I don't see how we can allow children to get away with bad behaviour without some sort of reaction. It is the fashion to look for reasons why people go the wrong way. Often those reasons can be found, but I think there is a tendency to confuse "a reason why" with "an excuse for". There are often very strong reasons why I do things badly or don't do things I should do, but there is very rarely a good excuse for my poor behaviour. I don't actually believe that it was possible for a normally intelligent 9 or 10 year boy brought up in Liverpool in the '80s not to have known that it was fundamentally wrong to attack and hurt a 2 year old child. If I am right, then no amount of explanation of difficult upbringing can excuse the behaviour. It follows that something had to be done to bring this home to the perpetrators - the consequences could not be only for the victim and the victim's family - there had to be consequences for them also.
For some, the appropriate consequences would have been a course of re-education, especially in civic responsibility. Others, at the other extreme, might have called for the death penalty! At one extreme is simple, pure rehabilitation - at the other, punishment and retribution. This is not a new debate and a complex society has a third concern, which is the safety and security of its members - sometimes we judge that society at large has to be protected from dangerous individuals by incarcerating them, whether or not they are responsible for their own actions.
So, it is very difficult and confusing to come up with a general policy that all can understand and that is applicable to most (let alone all) circumstances. This is made more confused when we are looking at children. In this 21st century west European country, the vast majority of us would probably agree that 5 year olds have no criminal responsibility, although they should already be getting a good idea of the difference between right and wrong. We might all agree that 18 year olds must take full responsibility for their actions.
Law tends to have to be black and white - you are on one side or the other - it is difficult to introduce nuances. The current debate is about the two 10 year olds who were imprisoned 17 years ago and released when they were 18 years old. The period of imprisonment, we are told, was a period of re-habilitation. It was presumably meant to be punishment also, but one supposes that the punishment consisted only in the loss of liberty and home life with no other form of material deprivation. It is distinctly possible that they will have had a better life than previously.
So, although I understand the principle of the current debate I am not sure whether it actually comes down to anything very much, in the end. What seems to me to have been wrong, both 17 years ago and now, is the feverish coverage of the matter in the media - and just as much so the publicity given to the views of the mother of the murdered child, who has the best excuse in the world for being biased, who quite honestly needs sympathy and counseling, not publicity. Also, the acts of a 10 year old, however much it can be maintained that he knew what he was doing, are still different in some sort of way to similar acts by a 30 year old.
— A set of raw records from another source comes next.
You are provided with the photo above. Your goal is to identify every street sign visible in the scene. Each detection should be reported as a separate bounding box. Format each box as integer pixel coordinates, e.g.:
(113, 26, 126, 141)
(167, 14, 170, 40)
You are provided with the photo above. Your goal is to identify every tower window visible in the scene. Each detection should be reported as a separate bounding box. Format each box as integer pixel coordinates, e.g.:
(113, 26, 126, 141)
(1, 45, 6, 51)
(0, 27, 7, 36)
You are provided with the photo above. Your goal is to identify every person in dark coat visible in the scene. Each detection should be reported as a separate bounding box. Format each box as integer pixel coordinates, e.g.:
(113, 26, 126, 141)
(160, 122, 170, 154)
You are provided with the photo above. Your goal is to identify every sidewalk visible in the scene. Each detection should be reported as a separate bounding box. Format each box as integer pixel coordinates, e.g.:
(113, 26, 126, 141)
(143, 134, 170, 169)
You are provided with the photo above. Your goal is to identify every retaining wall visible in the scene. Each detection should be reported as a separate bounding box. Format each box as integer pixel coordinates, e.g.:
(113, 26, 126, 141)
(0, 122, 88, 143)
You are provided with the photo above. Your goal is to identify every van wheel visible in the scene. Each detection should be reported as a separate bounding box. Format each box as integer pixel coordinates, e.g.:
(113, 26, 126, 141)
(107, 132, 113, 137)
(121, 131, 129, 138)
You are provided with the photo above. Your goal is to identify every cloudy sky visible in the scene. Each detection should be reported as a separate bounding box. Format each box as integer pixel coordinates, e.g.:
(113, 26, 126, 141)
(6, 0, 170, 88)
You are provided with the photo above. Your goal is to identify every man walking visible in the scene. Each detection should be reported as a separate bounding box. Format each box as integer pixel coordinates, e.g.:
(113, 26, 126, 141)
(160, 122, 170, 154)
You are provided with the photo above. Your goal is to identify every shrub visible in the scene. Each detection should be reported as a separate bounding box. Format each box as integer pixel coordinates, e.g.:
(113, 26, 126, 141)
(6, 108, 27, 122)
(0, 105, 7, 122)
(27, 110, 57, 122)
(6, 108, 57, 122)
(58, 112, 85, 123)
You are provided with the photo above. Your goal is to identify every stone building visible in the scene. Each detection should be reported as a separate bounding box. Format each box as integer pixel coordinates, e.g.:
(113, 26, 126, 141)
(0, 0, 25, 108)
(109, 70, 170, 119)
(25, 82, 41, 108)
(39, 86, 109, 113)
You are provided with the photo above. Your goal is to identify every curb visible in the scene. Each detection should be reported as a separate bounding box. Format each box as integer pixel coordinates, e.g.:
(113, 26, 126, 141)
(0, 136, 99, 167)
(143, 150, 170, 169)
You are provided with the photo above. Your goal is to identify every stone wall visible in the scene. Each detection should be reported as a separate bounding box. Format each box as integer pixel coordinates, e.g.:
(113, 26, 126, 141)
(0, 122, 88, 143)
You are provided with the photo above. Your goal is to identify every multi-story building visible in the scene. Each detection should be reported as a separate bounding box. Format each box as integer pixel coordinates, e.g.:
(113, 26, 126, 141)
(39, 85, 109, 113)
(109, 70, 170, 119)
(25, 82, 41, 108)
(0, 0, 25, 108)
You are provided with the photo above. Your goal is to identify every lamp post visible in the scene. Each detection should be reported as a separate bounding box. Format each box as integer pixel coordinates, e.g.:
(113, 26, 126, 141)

So perhaps the debate actually comes down simply to the public aspect of the initial "trial", which could be identically handled on a technical front, whether or not labeled as "criminal" AND to the nature of the subsequent incarceration, whether called "imprisonment" or something else. In the long run, maybe the only difference is in the fact of having or not having a "criminal" record. It is not clear why the quality of the re-habilitation (and the subsequent behaviour) should be different either way.
I started with a well known but unfashionable quote and a cross reference to Jewish and Christian Scripture. But the key is not parental punishment but parental responsibility. As parents, we are responsible for how our children turn out. We are responsible for applying appropriate restraints when appropriate, such as insisting on holding their hands when crossing crowded roads at some, but not all, of the ages of childhood. Ultimately our main responsibility is to love our children so much that they become responsible to us - and thus responsive to us. Jesus said "Suffer the little children to come unto me" - let children come to the personification of love - and it is for us get as close as we can to an emulation of that personification.